Writing Configuration Files in Perl
It is often useful to have a configuration file for a program, where you can specify certain variables that are used in the program. Examples of configuration parameters might include files, email addresses, usernames, or passwords the program uses, etc. If your Perl program needs to read a configuration file, there are lots of ways to do it.
The most obvious solution is to create a new configuration file syntax. This means you have to write a routine to read the file and parse it, looking for the information needed to control how your program will behave. And for each program you write, you’ll likely have to do it all over again.
You could get a little more clever and write a Perl module that manages the configuration file, and use that with all of your programs that need such a file. However, you still have the problem that the user who has to edit the file will need to learn the syntax you are using, and your module will have to be clever about enforcing that syntax. It’s not an easy problem to parse text written by humans.
So the next option you might consider would be XML. Yes, XML is meant to solve just this problem.
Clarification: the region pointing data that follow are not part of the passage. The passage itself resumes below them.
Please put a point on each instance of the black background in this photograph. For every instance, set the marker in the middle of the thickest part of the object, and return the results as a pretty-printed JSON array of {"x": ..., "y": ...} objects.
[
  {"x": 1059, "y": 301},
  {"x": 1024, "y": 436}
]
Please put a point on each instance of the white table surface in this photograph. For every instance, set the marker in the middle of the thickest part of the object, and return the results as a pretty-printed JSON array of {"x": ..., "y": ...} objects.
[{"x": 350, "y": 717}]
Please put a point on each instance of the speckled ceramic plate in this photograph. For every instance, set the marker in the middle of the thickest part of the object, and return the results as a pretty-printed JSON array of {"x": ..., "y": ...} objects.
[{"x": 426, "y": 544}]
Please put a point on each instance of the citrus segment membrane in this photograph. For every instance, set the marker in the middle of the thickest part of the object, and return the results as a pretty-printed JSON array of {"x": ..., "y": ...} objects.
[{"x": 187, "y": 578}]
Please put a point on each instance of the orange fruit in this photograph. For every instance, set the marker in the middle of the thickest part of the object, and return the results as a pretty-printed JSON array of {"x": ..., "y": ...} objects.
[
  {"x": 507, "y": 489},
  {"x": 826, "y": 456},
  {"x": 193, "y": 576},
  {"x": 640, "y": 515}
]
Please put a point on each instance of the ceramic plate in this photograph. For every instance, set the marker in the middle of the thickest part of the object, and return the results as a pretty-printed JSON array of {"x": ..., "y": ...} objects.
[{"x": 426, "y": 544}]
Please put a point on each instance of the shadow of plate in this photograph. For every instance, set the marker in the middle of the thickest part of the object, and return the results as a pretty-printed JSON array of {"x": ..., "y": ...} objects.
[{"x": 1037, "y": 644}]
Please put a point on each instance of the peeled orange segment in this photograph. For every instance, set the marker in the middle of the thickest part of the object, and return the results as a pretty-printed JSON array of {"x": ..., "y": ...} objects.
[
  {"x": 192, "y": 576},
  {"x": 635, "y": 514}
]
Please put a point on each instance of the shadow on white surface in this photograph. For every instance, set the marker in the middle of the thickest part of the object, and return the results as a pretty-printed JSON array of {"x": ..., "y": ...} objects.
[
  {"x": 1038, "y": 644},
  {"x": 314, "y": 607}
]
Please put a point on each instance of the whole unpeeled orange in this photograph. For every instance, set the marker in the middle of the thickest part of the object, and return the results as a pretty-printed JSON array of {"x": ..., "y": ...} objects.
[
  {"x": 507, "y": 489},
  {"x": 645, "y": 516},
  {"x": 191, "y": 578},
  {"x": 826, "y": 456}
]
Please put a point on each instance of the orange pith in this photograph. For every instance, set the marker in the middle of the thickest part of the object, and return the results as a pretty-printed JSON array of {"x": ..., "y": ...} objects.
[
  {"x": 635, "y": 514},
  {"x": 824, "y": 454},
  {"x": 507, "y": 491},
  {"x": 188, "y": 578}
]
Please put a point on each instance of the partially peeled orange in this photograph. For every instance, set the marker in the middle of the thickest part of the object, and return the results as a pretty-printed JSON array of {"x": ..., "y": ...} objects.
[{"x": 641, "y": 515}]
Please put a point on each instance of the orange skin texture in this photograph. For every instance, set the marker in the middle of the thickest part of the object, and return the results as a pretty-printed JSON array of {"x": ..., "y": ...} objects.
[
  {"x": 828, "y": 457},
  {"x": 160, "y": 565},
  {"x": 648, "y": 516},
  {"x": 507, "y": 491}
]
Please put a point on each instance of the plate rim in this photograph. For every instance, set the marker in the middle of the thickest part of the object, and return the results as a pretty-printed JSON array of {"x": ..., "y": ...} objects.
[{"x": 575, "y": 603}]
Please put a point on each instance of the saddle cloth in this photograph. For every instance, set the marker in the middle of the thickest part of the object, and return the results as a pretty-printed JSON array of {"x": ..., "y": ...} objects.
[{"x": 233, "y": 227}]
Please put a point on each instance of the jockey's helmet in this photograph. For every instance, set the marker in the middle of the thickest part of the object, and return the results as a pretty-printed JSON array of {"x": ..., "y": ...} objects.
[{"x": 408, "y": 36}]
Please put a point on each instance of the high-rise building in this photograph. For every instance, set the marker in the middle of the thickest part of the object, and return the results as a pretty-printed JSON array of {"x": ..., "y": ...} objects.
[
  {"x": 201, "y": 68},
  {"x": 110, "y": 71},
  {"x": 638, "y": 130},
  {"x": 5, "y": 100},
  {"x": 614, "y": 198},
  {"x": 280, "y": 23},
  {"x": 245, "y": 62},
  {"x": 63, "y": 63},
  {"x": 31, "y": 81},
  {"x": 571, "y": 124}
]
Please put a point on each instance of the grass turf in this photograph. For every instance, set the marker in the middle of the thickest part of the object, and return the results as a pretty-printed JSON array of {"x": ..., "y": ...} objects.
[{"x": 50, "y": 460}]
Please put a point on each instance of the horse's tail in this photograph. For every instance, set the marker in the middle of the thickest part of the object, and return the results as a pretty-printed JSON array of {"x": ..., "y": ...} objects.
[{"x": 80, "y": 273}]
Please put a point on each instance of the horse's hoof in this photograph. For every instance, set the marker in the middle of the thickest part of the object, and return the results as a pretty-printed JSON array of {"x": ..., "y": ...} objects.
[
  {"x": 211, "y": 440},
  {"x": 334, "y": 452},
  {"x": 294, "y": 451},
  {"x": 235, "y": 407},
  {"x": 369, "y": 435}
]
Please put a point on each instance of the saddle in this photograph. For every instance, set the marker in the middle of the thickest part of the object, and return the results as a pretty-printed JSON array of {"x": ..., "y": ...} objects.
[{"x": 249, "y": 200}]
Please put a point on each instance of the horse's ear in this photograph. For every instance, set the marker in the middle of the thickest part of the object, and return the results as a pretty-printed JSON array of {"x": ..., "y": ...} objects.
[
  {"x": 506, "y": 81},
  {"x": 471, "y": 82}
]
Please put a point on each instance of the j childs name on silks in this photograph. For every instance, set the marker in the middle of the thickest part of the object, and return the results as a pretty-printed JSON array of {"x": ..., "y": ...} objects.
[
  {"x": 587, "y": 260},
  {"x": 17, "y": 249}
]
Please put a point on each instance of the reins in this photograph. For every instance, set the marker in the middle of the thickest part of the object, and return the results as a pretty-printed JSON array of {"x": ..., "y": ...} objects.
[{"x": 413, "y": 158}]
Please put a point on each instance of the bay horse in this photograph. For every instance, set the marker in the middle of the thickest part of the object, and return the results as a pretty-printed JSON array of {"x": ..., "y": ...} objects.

But XML for configuration files can be very tedious to maintain, and loading the XML parser just for that purpose is overkill for what is probably a very simple configuration file.
But Perl itself has a very powerful parser built into it. Why not use that? Just write your configuration file using Perl syntax. There are lots of ways of doing it. Here’s one of the simplest…
If your project is called MyApp, then create a file called MyApp/Config.pm and put your configuration there. In MyApp/Config.pm put something like this:
%MyApp::Config = (
email => 'wrw@bayview.com', # editor's note: added missing comment 5/6/2008
file => '/var/log/httpd/access.log',
# ... etc.
);
Then all you need to do is "use MyApp::Config;" and access the hash %MyApp::Config (e.g., $MyApp::Config{email}) in your program. If there’s a syntax error, Perl will give the appropriate error message automatically. What could be simpler?

The example is missing a single quote:
Currently:
email => wrw@bayview.com‘,
Should be:
email => ‘wrw@bayview.com’,
Comment by Dave — May 3, 2008 @ 2:59 pm
Thanks. I edited the post to fix it.